7) En l’espèce, le visionnement des images issues de caméras de surveillance permet de constater qu’à la Grand-Rue, le recourant a, à la minute 06 :51 :43, asséné un coup de pied à un prévenu maintenu au sol par son collègue B______, qui procédait à son interpellation et venait de lui asséner cinq coups de poing au visage. L’enquêteur ne peut qu’être suivi lorsqu’il retient que la nécessité de ce geste n’a pas été démontrée et que son aspect gratuit et fautif ressort à l’évidence desdites image. Le fait que le recourant n’ait pas fait mention dans son rapport à sa hiérarchie de ce prétendu coup de pied de déstabilisation, pour permettre à son collègue de menotter l’individu à terre, finit de convaincre d’un usage illicite de ses pouvoirs de policier. Cette omission constitue un manquement fautif supplémentaire.

Quant à l’interpellation de M. D______ à la place de La Libération, il ressort de la séquence filmée que ce dernier a été maîtrisé par deux collègues femmes du recourant (à 06 :52 :35), qui ont menotté l’interpellé dans le dos et l’ont relevé puis assis selon son état de nervosité. Le recourant est arrivé en courant (06 :52.55), s’est placé devant cet homme au sol, qui n’opposait alors aucune résistance, l’a relevé en le tirant par les menottes, induisant chez lui un réflexe de résistance passif, avant d’opérer une prise de cou et de lui imposer des secousses comme pour le remettre au sol (dès 06 :52 :59), soit autant de gestes excessifs et ne procédant d’aucune nécessité.

Vu ces images explicites, c’est aussi à juste titre que l’enquêteur a considéré qu’il fallait s’éloigner tant des déclarations du recourant que de ses collègues, dont celles de M. B______, auquel il a été reproché, dans ces mêmes circonstances, d’avoir asséné un coup de poing au visage de M. D______.

Le principe d’une sanction est donc avéré.

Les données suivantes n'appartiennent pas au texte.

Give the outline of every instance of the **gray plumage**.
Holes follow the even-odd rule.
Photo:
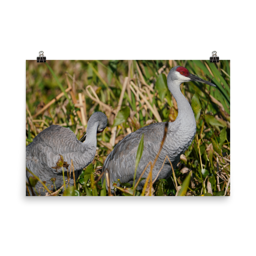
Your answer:
[[[63,161],[69,165],[69,175],[71,159],[73,159],[76,180],[83,169],[94,158],[97,143],[97,134],[103,131],[107,127],[107,117],[101,112],[93,114],[88,121],[86,133],[80,139],[81,141],[69,129],[60,125],[51,125],[40,133],[34,138],[33,142],[26,146],[26,167],[42,181],[46,182],[47,186],[49,184],[48,188],[50,190],[55,190],[50,179],[55,178],[55,185],[58,189],[63,183],[62,169],[56,170],[52,167],[56,166],[60,155],[61,155]],[[84,143],[81,142],[85,140]],[[65,179],[67,178],[67,168],[64,167]],[[27,182],[30,176],[32,175],[26,171]],[[73,185],[73,183],[72,173],[70,185]],[[47,191],[44,189],[39,189],[40,187],[43,187],[43,185],[38,182],[36,189],[38,195],[40,189],[41,195],[45,195]],[[26,189],[25,190],[26,195],[27,195]],[[29,191],[31,195],[30,187]]]
[[[216,86],[190,73],[188,70],[183,67],[176,66],[171,69],[167,76],[167,85],[177,101],[178,114],[174,122],[167,122],[167,136],[153,170],[153,180],[162,167],[166,156],[168,156],[175,169],[180,160],[181,155],[188,148],[195,134],[196,126],[193,111],[180,88],[182,83],[190,81]],[[118,179],[120,179],[120,183],[133,184],[136,156],[143,134],[144,134],[144,150],[137,169],[135,183],[147,164],[150,161],[153,163],[163,138],[166,122],[154,123],[139,129],[127,135],[117,144],[106,159],[102,170],[106,171],[108,169],[109,171],[111,190],[114,189],[113,182],[117,181]],[[146,178],[150,170],[149,165],[142,177]],[[169,178],[171,172],[171,164],[167,158],[157,180]],[[105,179],[104,174],[103,182]],[[120,183],[117,183],[118,186],[120,185]],[[144,180],[137,188],[142,189],[145,183],[145,180]],[[106,185],[108,188],[107,183]]]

Quant à sa proportionnalité, l’autorité intimée doit être suivie lorsqu’elle considère que les violations des devoirs de service en question sont très graves, ce d’autant plus que le recourant a agi sur sol français, ce qui est de nature à mettre en péril la collaboration policière transfrontalière, et qu’il bénéficiait d’une solide expérience de près de 11 ans en tant que policier, laquelle aurait dû lui permettre, même sous pression, de se montrer exemplaire, particulièrement en présence de ses collègues, plus jeunes. À cet égard, c’est vainement qu’il se plaint d’une inégalité de traitement dans la mesure où lesdits collègues, à l’exception de M. B______ qui a également été sanctionné, n’avaient pas à l’être, puisqu’ils n’ont pas fait un usage inapproprié de la contrainte ni de la force, ce qui se voit sur les images des deux interpellations problématiques. Il faut admettre qu'au vu de la faute commise par le recourant, la sanction prononcée est proportionnée aux buts d'intérêt public visés, soit la protection des personnes se trouvant sous l'autorité des policiers, le bon fonctionnement du corps de police et la confiance que doivent pouvoir placer les citoyens dans les représentants de l'ordre.

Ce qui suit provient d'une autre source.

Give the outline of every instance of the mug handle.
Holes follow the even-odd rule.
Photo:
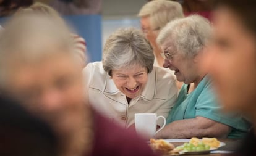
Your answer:
[[[160,115],[156,118],[156,121],[158,120],[159,118],[162,118],[164,120],[164,124],[155,133],[158,133],[160,131],[162,130],[162,129],[164,127],[165,125],[166,125],[166,120],[165,119],[163,115]]]

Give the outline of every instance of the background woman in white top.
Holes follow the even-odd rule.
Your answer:
[[[134,125],[136,113],[166,117],[176,99],[175,78],[153,64],[153,49],[140,30],[116,31],[106,42],[102,62],[84,69],[90,102],[123,126]]]

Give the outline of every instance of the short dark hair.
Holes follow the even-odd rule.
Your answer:
[[[248,30],[256,36],[256,1],[217,0],[217,8],[224,7],[236,14]]]

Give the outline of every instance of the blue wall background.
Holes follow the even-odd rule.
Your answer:
[[[79,15],[64,16],[64,19],[87,42],[88,62],[101,60],[101,15]],[[2,25],[7,18],[0,18]]]

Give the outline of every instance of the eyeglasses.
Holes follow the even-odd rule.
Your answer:
[[[174,55],[174,53],[169,53],[168,52],[164,51],[163,52],[161,52],[161,55],[165,59],[168,60],[173,60],[173,55]]]

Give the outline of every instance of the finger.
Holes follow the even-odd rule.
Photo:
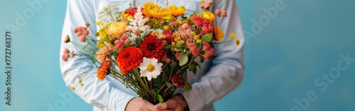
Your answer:
[[[167,103],[157,104],[155,107],[158,110],[168,110],[170,108]]]
[[[147,109],[148,110],[156,111],[155,108],[154,107],[155,107],[154,105],[148,101],[146,101],[145,105],[143,105],[143,106],[145,106],[146,109]]]

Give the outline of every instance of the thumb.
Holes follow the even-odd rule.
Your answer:
[[[155,110],[168,110],[170,108],[167,103],[157,104],[155,107]]]

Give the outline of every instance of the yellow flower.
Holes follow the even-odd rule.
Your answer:
[[[159,6],[155,6],[153,2],[147,2],[144,4],[144,8],[142,10],[142,13],[148,17],[155,17],[157,18],[161,18],[165,13],[161,11],[161,7]]]
[[[95,25],[104,25],[104,22],[102,22],[102,21],[96,22]]]
[[[169,14],[165,14],[165,16],[164,16],[164,17],[163,17],[163,18],[164,20],[165,20],[167,22],[173,22],[173,21],[176,21],[176,18],[171,16],[171,15],[169,15]]]
[[[231,34],[229,35],[229,36],[231,37],[231,38],[234,38],[236,37],[236,33],[231,33]]]
[[[239,38],[238,38],[238,39],[236,39],[236,45],[241,45],[241,40],[240,40]]]
[[[185,10],[185,7],[183,6],[178,8],[175,5],[173,5],[168,8],[163,8],[163,11],[165,11],[175,17],[178,17],[183,15],[186,12],[186,10]]]
[[[117,37],[122,35],[126,30],[126,23],[125,21],[121,21],[119,23],[112,23],[110,26],[107,28],[109,31],[109,35],[112,35],[112,37]]]
[[[202,13],[203,18],[213,22],[214,21],[214,15],[211,11],[204,11]]]
[[[216,36],[217,41],[223,40],[224,38],[224,33],[223,33],[221,28],[217,25],[214,26],[214,35]]]
[[[169,26],[169,25],[165,25],[165,26],[164,26],[164,30],[168,30],[168,29],[169,29],[169,28],[170,28],[170,26]]]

La prise de conscience du recourant est inexistante, dès lors qu’il persiste à prétendre, devant la chambre de céans encore, malgré les images accablantes de la vidéosurveillance etdont il a vainement cherché à ce qu’elles soient écartées de la procédure, que tous les actes commis étaient justifiés par les circonstances.

L’autorité intimée dit avoir tenu compte à sa décharge de l’absence d’antécédents disciplinaires, de ses états de service qualifiés d’excellents et de l’ancienneté des faits sanctionnés.

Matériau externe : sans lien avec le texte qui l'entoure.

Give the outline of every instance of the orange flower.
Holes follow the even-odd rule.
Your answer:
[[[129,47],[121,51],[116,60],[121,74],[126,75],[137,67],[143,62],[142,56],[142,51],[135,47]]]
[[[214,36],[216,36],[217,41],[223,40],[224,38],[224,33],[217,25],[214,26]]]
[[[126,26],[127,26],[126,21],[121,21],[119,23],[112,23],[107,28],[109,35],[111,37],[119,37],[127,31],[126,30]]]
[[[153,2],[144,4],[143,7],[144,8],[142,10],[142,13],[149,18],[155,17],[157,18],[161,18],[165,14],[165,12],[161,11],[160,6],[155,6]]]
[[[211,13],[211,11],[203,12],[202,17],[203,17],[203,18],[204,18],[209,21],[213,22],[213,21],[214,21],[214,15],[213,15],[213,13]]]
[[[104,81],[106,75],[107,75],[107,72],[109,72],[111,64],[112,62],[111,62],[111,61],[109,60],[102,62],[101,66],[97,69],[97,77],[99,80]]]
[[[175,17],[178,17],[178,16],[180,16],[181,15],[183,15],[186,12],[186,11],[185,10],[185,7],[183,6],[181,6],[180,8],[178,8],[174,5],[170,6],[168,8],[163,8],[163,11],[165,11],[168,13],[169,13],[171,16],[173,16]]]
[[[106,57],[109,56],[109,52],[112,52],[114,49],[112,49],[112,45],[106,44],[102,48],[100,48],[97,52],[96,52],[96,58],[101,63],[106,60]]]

Au vu de ces éléments, le prononcé de la sanction querellée est apte, d'une part, à faire prendre conscience au recourant de la gravité de ses actes et, d'autre part, à réparer l'image de la police.

Les conséquences, certes préjudiciables à l’intérêt du recourant, ne sauraient conduire à considérer la réduction de son traitement, de 3 %, comme disproportionnée, vu notamment la gravité des manquements, ce d’autant moins que cette sanction est d’une durée limitée à 2 ans.

Vu ce qui précède, le Conseil d’État n’a pas violé la loi, ni abusé ou mésusé de son pouvoir en prononçant la sanction en cause.

Le recours sera rejeté.

8) Vu l’issue du litige et compte tenu de l’ensemble des circonstances, notamment de l’audience de comparution personnelle des parties, un émolument de CHF 2’000.- sera mis à la charge du recourant, qui succombe (art. 87 al. 1 LPA). Aucune indemnité de procédure ne sera allouée (art. 87 al. 2 LPA).

 

* * * * *

PAR CES MOTIFS
LA CHAMBRE ADMINISTRATIVE

à la forme :

déclare recevable le recours interjeté le 23 mai 2022 par Monsieur A______ contre l’arrêté du conseiller d’État du 8 avril 2022

au fond :

le rejette ;

met un émolument de CHF 2’000.- à la charge de Monsieur A______ ;

dit qu’il n’est pas alloué d’indemnité de procédure ;

dit que conformément aux art. 82 ss de la loi fédérale sur le Tribunal fédéral du 17 juin 2005 (LTF - RS 173.110), le présent arrêt peut être porté dans les trente jours qui suivent sa notification par-devant le Tribunal fédéral ;

- par la voie du recours en matière de droit public, s'il porte sur les rapports de travail entre les parties et que la valeur litigieuse n'est pas inférieure à CHF 15'000.- ;

- par la voie du recours en matière de droit public, si la valeur litigieuse est inférieure à CHF 15'000.- et que la contestation porte sur une question juridique de principe ;

- par la voie du recours constitutionnel subsidiaire, aux conditions posées par les art. 113 ss LTF, si la valeur litigieuse est inférieure à CHF 15'000.- ;

le mémoire de recours doit indiquer les conclusions, motifs et moyens de preuve et porter la signature du recourant ou de son mandataire ; il doit être adressé au Tribunal fédéral, Schweizerhofquai 6, 6004 Lucerne, par voie postale ou par voie électronique aux conditions de l'art. 42 LTF. Le présent arrêt et les pièces en possession du recourant, invoquées comme moyens de preuve, doivent être joints à l'envoi ;

communique le présent arrêt à Me Robert Assael, avocat du recourant, ainsi qu'au département de la sécurité, de la population et de la santé.

Siégeant : M. Mascotto, président, Mme Krauskopf, M. Verniory, Mmes Payot Zen-Ruffinen et Lauber, juges.

Au nom de la chambre administrative :

la greffière-juriste :

 

 

M. Michel

 

 

le président siégeant :

 

 

C. Mascotto

 

Copie conforme de cet arrêt a été communiquée aux parties.